Risk Factors for Maternal Body Mass Index and Gestational Weight Gain in Twin Pregnancies
Bibliographic record
Abstract
Abstract Objective This retrospective cohort study analyzes risk factors for abnormal pre-pregnancy body mass index and abnormal gestational weight gain in twin pregnancies. Methods Data from 10 603/13 682 twin pregnancies were analyzed using uni- and multivariable logistic regression models to determine risk factors for abnormal body mass index and weight gain in pregnancy.

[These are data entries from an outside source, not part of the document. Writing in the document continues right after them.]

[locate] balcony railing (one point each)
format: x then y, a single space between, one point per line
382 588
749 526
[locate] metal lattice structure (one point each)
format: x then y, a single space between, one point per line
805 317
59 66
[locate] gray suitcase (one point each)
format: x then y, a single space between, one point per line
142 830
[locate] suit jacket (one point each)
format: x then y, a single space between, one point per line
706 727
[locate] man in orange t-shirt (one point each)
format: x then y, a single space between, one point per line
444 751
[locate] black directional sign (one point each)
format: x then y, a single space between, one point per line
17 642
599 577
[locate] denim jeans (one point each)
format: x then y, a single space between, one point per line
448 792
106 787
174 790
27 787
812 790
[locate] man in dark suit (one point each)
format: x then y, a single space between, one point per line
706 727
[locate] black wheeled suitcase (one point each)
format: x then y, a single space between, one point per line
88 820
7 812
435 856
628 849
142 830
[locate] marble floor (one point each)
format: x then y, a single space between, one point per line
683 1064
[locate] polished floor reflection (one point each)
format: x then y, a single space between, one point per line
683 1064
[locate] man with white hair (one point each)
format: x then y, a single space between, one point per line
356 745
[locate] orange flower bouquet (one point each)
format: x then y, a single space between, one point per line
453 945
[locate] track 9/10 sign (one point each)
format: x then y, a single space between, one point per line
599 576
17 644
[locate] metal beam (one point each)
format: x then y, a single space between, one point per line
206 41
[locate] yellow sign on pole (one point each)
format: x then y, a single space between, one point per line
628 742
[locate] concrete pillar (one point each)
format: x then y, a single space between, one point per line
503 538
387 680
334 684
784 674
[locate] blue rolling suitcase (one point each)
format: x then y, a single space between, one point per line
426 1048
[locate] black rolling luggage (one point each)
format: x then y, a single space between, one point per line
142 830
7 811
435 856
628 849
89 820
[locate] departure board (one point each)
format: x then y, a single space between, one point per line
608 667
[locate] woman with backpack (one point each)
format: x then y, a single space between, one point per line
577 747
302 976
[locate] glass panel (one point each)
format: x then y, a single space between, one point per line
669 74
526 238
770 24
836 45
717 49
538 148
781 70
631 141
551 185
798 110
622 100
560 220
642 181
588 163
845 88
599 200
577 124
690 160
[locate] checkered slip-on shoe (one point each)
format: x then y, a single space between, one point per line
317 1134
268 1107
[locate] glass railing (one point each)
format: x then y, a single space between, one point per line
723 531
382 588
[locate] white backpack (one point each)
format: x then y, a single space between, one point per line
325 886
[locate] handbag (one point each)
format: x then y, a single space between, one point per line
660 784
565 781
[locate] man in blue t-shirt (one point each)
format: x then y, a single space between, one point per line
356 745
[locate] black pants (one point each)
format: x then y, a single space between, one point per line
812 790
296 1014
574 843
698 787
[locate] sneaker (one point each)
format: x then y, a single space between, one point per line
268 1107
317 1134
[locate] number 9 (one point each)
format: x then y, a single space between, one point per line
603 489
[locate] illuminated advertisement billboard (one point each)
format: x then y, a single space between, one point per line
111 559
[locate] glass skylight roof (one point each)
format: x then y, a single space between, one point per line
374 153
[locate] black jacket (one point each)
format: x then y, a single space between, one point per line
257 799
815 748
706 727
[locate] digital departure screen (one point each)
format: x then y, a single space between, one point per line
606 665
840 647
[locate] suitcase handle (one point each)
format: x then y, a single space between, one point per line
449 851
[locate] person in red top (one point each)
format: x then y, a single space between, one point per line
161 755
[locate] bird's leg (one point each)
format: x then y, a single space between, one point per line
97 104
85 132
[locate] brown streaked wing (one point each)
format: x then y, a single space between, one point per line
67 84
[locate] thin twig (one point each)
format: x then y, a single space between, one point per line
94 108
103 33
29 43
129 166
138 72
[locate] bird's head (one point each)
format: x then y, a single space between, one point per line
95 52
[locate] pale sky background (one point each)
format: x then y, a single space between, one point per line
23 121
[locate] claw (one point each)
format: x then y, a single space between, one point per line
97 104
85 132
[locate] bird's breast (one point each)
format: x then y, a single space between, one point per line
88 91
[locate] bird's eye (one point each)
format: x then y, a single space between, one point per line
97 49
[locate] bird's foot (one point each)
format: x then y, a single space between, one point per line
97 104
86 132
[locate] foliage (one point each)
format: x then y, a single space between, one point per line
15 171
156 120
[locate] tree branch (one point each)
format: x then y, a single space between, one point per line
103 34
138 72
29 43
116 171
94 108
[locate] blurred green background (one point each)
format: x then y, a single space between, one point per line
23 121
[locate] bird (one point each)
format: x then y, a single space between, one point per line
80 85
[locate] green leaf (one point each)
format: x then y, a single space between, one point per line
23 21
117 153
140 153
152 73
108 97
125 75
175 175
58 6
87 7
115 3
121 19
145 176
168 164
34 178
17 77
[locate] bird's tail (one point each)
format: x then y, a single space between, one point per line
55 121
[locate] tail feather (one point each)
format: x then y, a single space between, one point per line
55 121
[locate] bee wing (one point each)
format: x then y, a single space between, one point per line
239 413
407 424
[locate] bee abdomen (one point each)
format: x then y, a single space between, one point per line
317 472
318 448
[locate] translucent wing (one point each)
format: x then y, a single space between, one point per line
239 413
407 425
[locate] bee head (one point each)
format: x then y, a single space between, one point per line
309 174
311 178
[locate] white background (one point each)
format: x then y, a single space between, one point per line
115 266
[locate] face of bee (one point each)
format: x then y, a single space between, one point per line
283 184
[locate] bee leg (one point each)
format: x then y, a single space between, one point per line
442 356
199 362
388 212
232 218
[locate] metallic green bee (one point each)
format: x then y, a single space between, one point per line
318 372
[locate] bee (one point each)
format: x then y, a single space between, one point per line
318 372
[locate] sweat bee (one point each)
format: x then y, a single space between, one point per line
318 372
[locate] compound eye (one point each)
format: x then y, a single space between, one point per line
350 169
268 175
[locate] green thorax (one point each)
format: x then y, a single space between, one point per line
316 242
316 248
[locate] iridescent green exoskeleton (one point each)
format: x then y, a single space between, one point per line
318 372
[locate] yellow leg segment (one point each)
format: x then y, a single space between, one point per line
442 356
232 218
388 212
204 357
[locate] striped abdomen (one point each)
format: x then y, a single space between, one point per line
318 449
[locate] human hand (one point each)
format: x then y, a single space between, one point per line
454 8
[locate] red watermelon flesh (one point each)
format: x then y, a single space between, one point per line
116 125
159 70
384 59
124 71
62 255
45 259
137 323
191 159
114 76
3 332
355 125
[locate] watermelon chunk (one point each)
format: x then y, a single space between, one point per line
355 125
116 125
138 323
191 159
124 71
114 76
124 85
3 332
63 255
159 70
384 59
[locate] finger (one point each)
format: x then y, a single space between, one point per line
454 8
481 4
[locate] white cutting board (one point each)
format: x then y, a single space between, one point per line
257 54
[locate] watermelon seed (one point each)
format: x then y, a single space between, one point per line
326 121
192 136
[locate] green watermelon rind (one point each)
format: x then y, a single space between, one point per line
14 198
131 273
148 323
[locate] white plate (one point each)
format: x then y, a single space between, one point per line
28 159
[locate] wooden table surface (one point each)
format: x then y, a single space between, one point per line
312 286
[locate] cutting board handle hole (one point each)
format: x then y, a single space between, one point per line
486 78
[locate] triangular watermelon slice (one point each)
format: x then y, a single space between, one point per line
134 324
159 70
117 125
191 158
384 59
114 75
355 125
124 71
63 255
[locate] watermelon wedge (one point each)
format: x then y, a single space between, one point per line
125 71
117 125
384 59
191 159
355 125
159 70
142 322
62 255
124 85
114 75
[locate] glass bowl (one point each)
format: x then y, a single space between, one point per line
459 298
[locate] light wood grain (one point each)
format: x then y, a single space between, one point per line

Results Multiparity was associated with pre-existing obesity in twin pregnancies (aOR: 3.78, 95% CI: 2.71 – 5.27). Working in academic or leadership positions (aOR: 0.57, 95% CI: 0.45 – 0.72) and advanced maternal age (aOR: 0.96, 95% CI: 0.95 – 0.98) were negatively associated with maternal obesity. Advanced maternal age was associated with a lower risk for maternal underweight (aOR: 0.95, 95% CI: 0.92 – 0.99). Unexpectedly, advanced maternal age (aOR: 0.98, 95% CI: 0.96 – 0.99) and multiparity (aOR: 0.6, 95% CI: 0.41 – 0.88) were also associated with lower risks for high gestational weight gain. Pre-existing maternal underweight (aOR: 1.55, 95% CI: 1.07 – 2.24), overweight (aOR: 1.61, 95% CI: 1.39 – 1.86), obesity (aOR: 3.09, 95% CI: 2.62 – 3.65) and multiparity (aOR: 1.64, 95% CI: 1.23 – 2.18) were all associated with low weight gain. Women working as employees (aOR: 0.85, 95% CI: 0.73 – 0.98) or in academic or leadership positions were less likely to have a low gestational weight gain (aOR: 0.77, 95% CI: 0.64 – 0.93). Conclusion Risk factors for abnormal body mass index and gestational weight gain specified for twin pregnancies are relevant to identify pregnancies with increased risks for poor maternal or neonatal outcome and to improve their counselling. Only then, targeted interventional studies in twin pregnancies which are desperately needed can be performed.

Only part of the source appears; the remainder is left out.